That spring, Utopia backed Rundgren on his May 1976 Bearsville release Faithful, an album with six new originals and a side of covers from 1966: recorded to mark his tenth anniversary as a professional musician.
Utopia also recorded Disco Jets, a collection of space-age instrumentals with titular spoofs on current fads (“Pet Rock”) and the looming Bicentennial (“Spirit of ’76”). It also includes covers of Rick Derringer (“Time Warp”) and the Star Trek theme. Bearsville passed on Disco Jets, which first appeared twenty-five years later on the third disc of Demos and Lost Albums, a 2001 three-CD rarities compilation on Rhino.

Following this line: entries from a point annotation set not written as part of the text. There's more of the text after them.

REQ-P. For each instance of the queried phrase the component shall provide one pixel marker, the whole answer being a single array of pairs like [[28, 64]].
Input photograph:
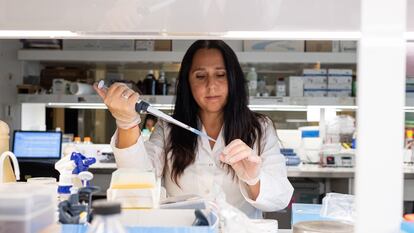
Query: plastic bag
[[338, 206], [231, 218]]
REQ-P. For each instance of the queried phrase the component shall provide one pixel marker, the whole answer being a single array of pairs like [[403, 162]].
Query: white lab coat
[[199, 177]]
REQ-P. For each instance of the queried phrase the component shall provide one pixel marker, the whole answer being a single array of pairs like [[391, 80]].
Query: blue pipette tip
[[101, 84]]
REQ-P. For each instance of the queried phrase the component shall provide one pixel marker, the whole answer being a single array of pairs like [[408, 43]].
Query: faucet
[[15, 165]]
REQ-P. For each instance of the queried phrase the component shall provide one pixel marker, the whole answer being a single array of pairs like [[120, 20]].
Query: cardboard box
[[339, 85], [314, 93], [163, 45], [318, 85], [274, 45], [339, 93], [332, 80], [340, 72], [144, 45], [315, 79], [318, 46], [294, 86], [313, 72]]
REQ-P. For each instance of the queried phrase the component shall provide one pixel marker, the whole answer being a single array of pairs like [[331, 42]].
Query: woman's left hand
[[245, 162]]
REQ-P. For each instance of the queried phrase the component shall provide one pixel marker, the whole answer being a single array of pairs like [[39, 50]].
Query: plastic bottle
[[150, 83], [106, 218], [252, 81], [280, 87], [77, 140], [87, 140], [8, 174], [261, 87], [172, 86], [162, 88]]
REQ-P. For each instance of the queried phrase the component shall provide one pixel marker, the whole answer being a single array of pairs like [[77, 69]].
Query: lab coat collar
[[218, 146]]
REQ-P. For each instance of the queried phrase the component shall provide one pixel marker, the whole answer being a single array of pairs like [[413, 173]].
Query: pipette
[[144, 106]]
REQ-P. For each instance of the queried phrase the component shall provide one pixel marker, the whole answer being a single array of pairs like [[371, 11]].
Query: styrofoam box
[[332, 72], [339, 79], [314, 93], [294, 86], [26, 208], [144, 45], [80, 45], [315, 79], [183, 45], [118, 45], [347, 46], [316, 85], [163, 218], [341, 86], [339, 93], [307, 72], [274, 45]]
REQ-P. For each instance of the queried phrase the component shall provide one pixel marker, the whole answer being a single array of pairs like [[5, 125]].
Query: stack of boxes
[[321, 83], [315, 83], [339, 82]]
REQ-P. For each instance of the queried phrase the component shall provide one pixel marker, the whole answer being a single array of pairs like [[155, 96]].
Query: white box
[[183, 45], [117, 45], [339, 79], [294, 86], [144, 45], [339, 85], [339, 93], [80, 45], [316, 85], [26, 207], [315, 79], [311, 72], [340, 72], [348, 46], [314, 93], [274, 45]]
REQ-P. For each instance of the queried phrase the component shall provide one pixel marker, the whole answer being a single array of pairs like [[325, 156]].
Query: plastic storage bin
[[25, 208]]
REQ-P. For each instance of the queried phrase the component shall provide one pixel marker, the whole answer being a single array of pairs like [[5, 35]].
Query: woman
[[211, 96]]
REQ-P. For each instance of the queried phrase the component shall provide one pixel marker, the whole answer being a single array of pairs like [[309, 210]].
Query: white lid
[[4, 128]]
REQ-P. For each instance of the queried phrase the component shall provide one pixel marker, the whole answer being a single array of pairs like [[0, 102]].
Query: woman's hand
[[121, 100], [243, 160]]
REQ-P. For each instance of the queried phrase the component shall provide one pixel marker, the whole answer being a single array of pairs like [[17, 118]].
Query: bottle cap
[[103, 207]]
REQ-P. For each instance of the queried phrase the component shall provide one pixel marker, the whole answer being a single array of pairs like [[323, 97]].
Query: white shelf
[[150, 56], [167, 102]]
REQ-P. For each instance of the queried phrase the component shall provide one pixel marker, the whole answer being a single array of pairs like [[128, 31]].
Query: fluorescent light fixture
[[77, 105], [294, 35], [409, 36], [292, 108], [36, 34]]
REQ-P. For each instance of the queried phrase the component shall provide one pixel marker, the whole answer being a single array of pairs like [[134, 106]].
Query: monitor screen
[[37, 144]]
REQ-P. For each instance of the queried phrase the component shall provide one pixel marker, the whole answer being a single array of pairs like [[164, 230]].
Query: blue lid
[[286, 150], [310, 133]]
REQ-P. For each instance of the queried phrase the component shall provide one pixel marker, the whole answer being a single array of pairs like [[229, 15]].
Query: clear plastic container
[[25, 207], [106, 218]]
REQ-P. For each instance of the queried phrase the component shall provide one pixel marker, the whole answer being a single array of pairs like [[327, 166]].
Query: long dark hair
[[239, 121]]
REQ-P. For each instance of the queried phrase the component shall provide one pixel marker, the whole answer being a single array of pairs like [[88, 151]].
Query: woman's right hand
[[121, 100]]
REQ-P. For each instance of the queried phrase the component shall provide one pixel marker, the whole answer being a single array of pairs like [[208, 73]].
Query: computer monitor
[[37, 144]]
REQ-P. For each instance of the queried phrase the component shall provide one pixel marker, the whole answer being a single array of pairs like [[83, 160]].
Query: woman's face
[[208, 80]]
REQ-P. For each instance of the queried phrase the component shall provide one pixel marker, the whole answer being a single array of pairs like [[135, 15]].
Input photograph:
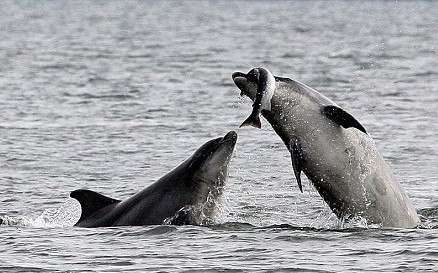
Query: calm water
[[111, 95]]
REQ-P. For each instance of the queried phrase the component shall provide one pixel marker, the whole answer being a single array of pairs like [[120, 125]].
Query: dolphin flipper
[[341, 117], [91, 202], [297, 157], [253, 120]]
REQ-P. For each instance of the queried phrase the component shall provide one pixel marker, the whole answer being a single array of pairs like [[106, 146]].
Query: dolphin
[[186, 195], [335, 152]]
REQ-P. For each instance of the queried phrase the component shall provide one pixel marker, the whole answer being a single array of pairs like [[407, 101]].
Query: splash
[[65, 216]]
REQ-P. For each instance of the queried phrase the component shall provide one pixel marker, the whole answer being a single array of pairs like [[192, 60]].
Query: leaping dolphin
[[334, 151], [186, 195]]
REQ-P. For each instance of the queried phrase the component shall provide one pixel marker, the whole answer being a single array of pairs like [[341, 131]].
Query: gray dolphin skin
[[335, 152], [186, 195]]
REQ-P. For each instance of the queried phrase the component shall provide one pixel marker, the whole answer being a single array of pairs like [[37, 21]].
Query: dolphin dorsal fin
[[341, 117], [91, 202]]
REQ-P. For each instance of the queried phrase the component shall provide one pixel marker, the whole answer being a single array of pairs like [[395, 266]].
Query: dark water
[[110, 95]]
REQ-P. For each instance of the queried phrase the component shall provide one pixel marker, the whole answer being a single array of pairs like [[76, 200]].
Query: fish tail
[[252, 120]]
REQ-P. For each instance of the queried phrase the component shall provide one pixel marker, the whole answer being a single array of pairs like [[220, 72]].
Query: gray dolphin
[[186, 195], [335, 152]]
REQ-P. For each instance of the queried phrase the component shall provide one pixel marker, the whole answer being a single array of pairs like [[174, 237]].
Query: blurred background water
[[111, 95]]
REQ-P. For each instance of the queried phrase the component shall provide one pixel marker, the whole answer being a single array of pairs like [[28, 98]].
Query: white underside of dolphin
[[334, 151]]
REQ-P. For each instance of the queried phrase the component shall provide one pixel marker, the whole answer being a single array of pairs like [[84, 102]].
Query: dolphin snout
[[230, 136]]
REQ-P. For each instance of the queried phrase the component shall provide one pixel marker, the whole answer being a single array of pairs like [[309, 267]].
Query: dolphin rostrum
[[335, 152], [186, 195]]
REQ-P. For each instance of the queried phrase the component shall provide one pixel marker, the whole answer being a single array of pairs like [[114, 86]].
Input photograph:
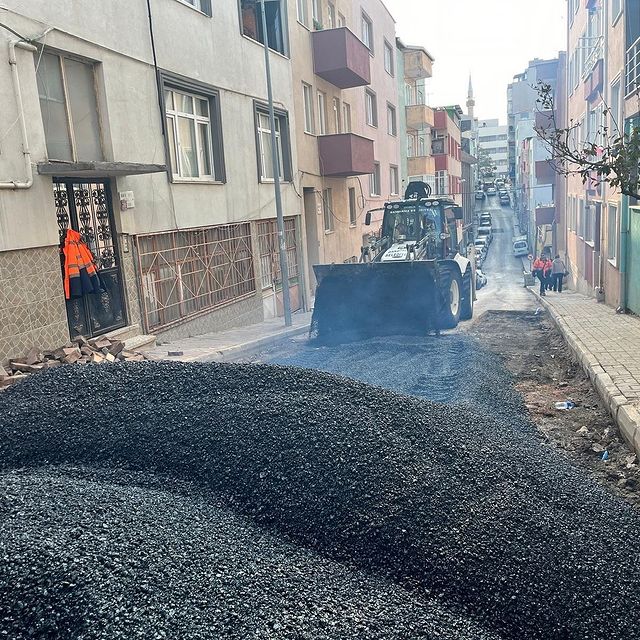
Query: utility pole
[[282, 245]]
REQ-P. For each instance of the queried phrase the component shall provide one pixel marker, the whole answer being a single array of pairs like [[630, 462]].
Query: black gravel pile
[[452, 505]]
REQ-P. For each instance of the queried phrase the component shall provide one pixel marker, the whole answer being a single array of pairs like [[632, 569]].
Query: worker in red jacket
[[538, 272]]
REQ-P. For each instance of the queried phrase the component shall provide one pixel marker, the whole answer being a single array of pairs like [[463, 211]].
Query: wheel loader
[[411, 278]]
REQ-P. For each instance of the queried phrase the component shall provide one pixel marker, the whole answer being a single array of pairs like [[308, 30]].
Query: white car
[[481, 279]]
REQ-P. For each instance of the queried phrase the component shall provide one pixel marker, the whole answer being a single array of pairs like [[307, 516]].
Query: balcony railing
[[632, 83]]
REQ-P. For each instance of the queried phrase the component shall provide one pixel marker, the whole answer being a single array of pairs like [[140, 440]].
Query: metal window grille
[[269, 254], [187, 273]]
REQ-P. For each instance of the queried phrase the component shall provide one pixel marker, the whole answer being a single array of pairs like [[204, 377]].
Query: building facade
[[596, 89], [133, 136]]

Siegler left Utopia after a May 26 show in Detroit. He plays on General Johnson and 1976–78 albums by Dan Hartman, Galdston & Thom, Martha Velez, and the Klingman-produced solo album by ex-Lady Flash singer Ramona Brooks. Klingman employed Siegler on the 1978 EMI release Moogy II. They both appear on Todd’s concurrent live double-album Back to the Bars. In 1979, Siegler backed Carolyne Mas and joined the Hall & Oates band for a three-album stint.
Utopia Mark III: Classic lineup
Utopia hired bassist Kasim Sulton, who recently played in the backing band of publicist-turned-singer Cherry Vanilla. The Utopia lineup of Todd Rundgren, Kasim Sulton, Roger Powell, and John Wilcox would last ten years and eight studio albums.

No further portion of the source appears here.